Department of Physiology, New York Medical College, Valhalla, New York 10532, USA.
Am J Physiol Heart Circ Physiol. 2011 Sep;301(3):H1033-42. doi: 10.1152/ajpheart.00018.2011. Epub 2011 May 27.
Low flow postural tachycardia syndrome (LFP) is associated with vasoconstriction, reduced cardiac output, increased plasma angiotensin II, reduced bioavailable nitric oxide (NO), and oxidative stress. We tested whether ascorbate would improve cutaneous NO and reduce vasoconstriction when delivered systemically. We used local cutaneous heating to 42°C and laser Doppler flowmetry to assess NO-dependent conductance (%CVC(max)) to sodium ascorbate and the systemic hemodynamic response to ascorbic acid in 11 LFP patients and in 8 control subjects (aged 23 ± 2 yr). We perfused intradermal microdialysis catheters with sodium ascorbate (10 mM) or Ringer solution. Predrug heat response was reduced in LFP, particularly the NO-dependent plateau phase (56 ± 6 vs. 88 ± 7%CVC(max)). Ascorbate increased baseline skin flow in LFP and control subjects and increased the LFP plateau response (82 ± 6 vs. 92 ± 6 control). Systemic infusion experiments used Finometer and ModelFlow to estimate relative cardiac index (CI) and forearm and calf venous occlusion plethysmography to estimate blood flows, peripheral arterial and venous resistances, and capacitance before and after infusing ascorbic acid. CI increased 40% after ascorbate as did peripheral flows. Peripheral resistances were increased (nearly double control) and decreased by nearly 50% after ascorbate. Calf capacitance and venous resistance were decreased compared with control but normalized with ascorbate. These data provide experimental support for the concept that oxidative stress and reduced NO possibly contribute to vasoconstriction and venoconstriction of LFP.

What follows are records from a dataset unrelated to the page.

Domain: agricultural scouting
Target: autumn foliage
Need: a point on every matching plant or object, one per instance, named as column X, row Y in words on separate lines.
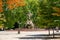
column 12, row 4
column 1, row 6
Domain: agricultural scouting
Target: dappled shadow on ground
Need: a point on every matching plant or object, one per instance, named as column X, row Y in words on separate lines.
column 40, row 36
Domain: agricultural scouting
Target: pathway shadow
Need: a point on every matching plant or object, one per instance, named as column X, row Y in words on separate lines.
column 40, row 36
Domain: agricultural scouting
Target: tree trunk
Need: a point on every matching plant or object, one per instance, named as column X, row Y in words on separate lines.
column 53, row 33
column 18, row 30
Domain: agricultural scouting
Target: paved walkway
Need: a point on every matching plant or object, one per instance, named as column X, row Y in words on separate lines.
column 28, row 35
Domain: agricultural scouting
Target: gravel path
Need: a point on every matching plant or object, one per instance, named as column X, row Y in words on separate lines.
column 28, row 35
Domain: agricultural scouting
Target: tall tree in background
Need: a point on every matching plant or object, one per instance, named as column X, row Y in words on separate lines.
column 10, row 10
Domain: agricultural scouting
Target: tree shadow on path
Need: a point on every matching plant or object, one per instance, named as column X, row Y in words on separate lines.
column 40, row 36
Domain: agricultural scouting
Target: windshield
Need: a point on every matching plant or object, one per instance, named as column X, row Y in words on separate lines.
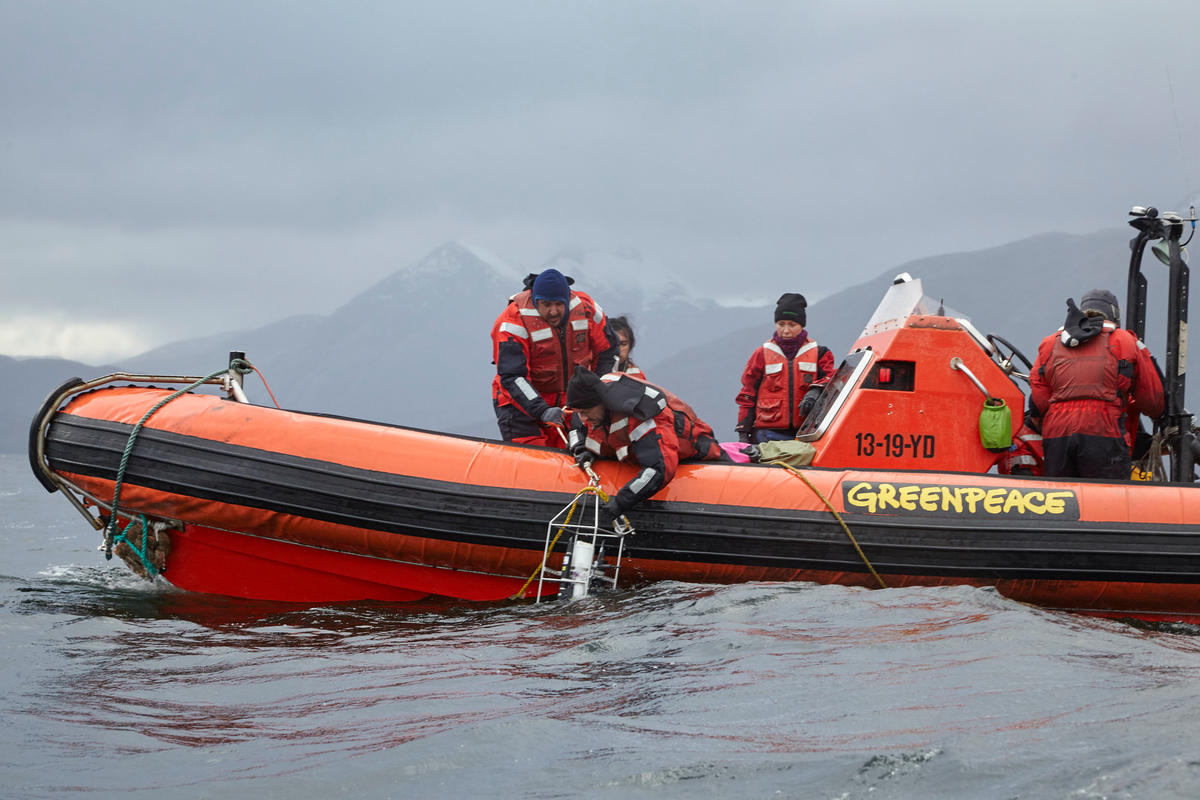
column 901, row 301
column 834, row 396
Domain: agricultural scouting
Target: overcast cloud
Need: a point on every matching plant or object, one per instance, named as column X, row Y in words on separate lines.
column 172, row 169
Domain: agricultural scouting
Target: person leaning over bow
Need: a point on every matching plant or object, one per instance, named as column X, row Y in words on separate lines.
column 540, row 336
column 784, row 377
column 623, row 417
column 1089, row 383
column 625, row 340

低流量体位性心动过速综合征(LFP)与血管收缩、心输出量减少、血浆血管紧张素 II 增加、生物可利用的一氧化氮(NO)减少和氧化应激有关。我们测试了全身性给予抗坏血酸是否会改善皮肤 NO 并减少血管收缩。我们使用局部皮肤加热至 42°C 和激光多普勒流量测量法来评估对钠抗坏血酸的 NO 依赖性传导(%CVC(max))以及抗坏血酸对 11 名 LFP 患者和 8 名对照者的全身血流动力学反应(年龄 23 ± 2 岁)。我们用 10 mM 抗坏血酸钠或林格溶液灌注皮内微透析导管。LFP 患者的药物预处理热反应降低,尤其是 NO 依赖性平台期(56 ± 6%比 88 ± 7%CVC(max))。抗坏血酸增加了 LFP 和对照组的基础皮肤血流量,并增加了 LFP 平台反应(82 ± 6%比 92 ± 6%对照组)。系统输注实验使用 Finometer 和 ModelFlow 来估计相对心指数(CI),使用前臂和小腿静脉闭塞容积描记术来估计血流量、外周动脉和静脉阻力以及输注抗坏血酸前后的电容。抗坏血酸输注后 CI 增加了 40%,外周血流量也增加了。抗坏血酸输注后外周阻力增加(接近对照组的两倍),降低了近 50%。与对照组相比,小腿电容和静脉阻力降低,但用抗坏血酸后正常化。这些数据为氧化应激和 NO 减少可能导致 LFP 的血管收缩和静脉收缩的概念提供了实验支持。